Asal Usul Suku Sumba

Suku Sumba berada di Pulau Sumba yang menduduki wilayah Kabupaten Sumba Barat dan Sumba Timur. Berdasarkan cerita yang turun temurun, konon Sumbu lahir dari empat pendaratan para leluhur. Menurut Wohangara dan Ratoebandjoe dalam Woha (2008:40) menyatakan bahwa pendaratan para leluhur tu diatur strategi seakan-akan mau melakukan pengepungan terhadap tanah Humba sebagai berikut:

1.      Rombongan I mendarat di Haharu Malai Kataka Linndi Watu

2.      Rombongan II mendarat di La Panda Wai Mananga Bokulu.

3.      Rombongan III mendarat di Wula Waijilu-Hongga Hillimata.

4.      Rombongan IV mendarat di Mbajiku Padua Kambata Kundurawa.

Di Sumba Barat dan Sumba Timur ini mengalami perbedaan keyakinan terhadap adat akibat dari pengaruh moderenisasi. Suku Sumba cukup dikenal sebagai suku yang masih menjaga kuat adat. Namun, di Kabupaten Sumba Timur terjadi pergeseran  terutama kaum mudanya. Beberapa dari mereka sudah mulai terpengaruh dari segi berpakaian dan tidak hanya itu, yang lebih parahnya lagi adalah mereka mulai lupa pada bahasa ibunya sendiri. Ini mejadi keprihatinan pemerintah Sumba terhadap kepercayaan adat mereka. Terlepas dari itu adat budaya suku Sumba masih terjaga sampai hari ini.

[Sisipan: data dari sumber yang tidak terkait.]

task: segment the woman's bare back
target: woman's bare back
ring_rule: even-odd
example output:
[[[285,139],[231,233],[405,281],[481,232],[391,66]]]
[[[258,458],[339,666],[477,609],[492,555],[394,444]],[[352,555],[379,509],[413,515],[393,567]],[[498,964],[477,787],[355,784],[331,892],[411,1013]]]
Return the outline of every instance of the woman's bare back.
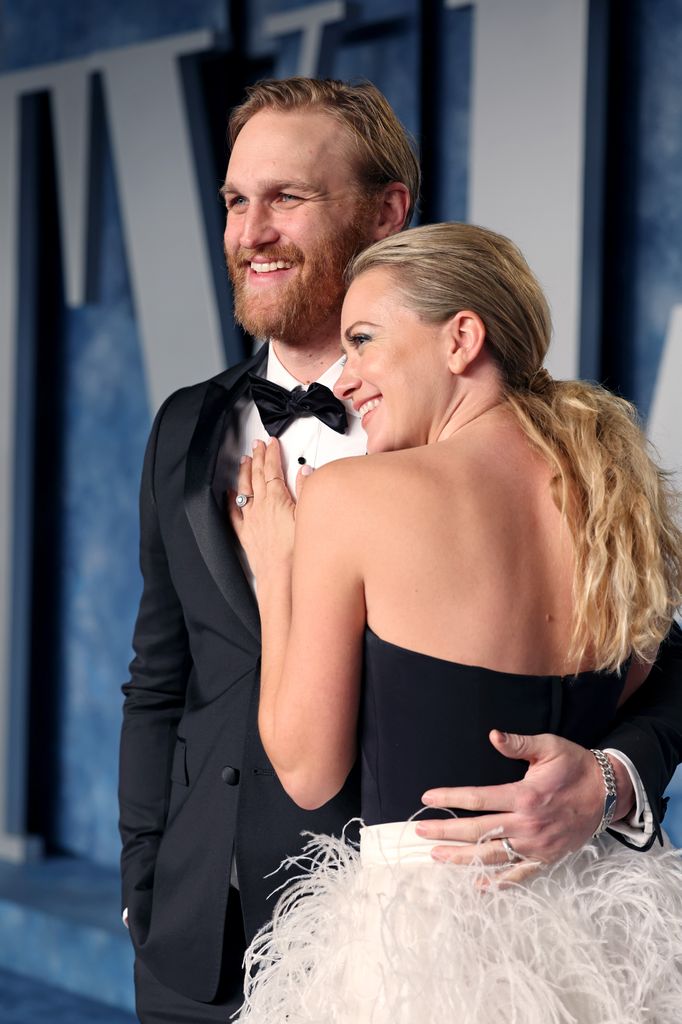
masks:
[[[362,461],[357,554],[375,633],[507,672],[588,667],[566,660],[573,554],[551,472],[509,412]]]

Kepercayaan mereka adalah kepercayaan khas daerah Marapu, setengah leluhur, setengah dewa, masih amat hidup ditengah-tengah masyarakat Sumba ash. Mereka menganut paham Dinamisme. Marapu menjadi falsafah dasar bagi berbagai ungkapan budaya Sumba mulai dari upacara-upacara adat, rumah-rumah ibadat (umaratu) rumah-rumah adat dan tata cara rancang bangunnya, ragam-ragam hias ukiran-ukiran dan tekstil sampai dengan pembuatan perangkat busana seperti kain-kain hinggi dan lau serta perlengkapan perhiasan dan senjata.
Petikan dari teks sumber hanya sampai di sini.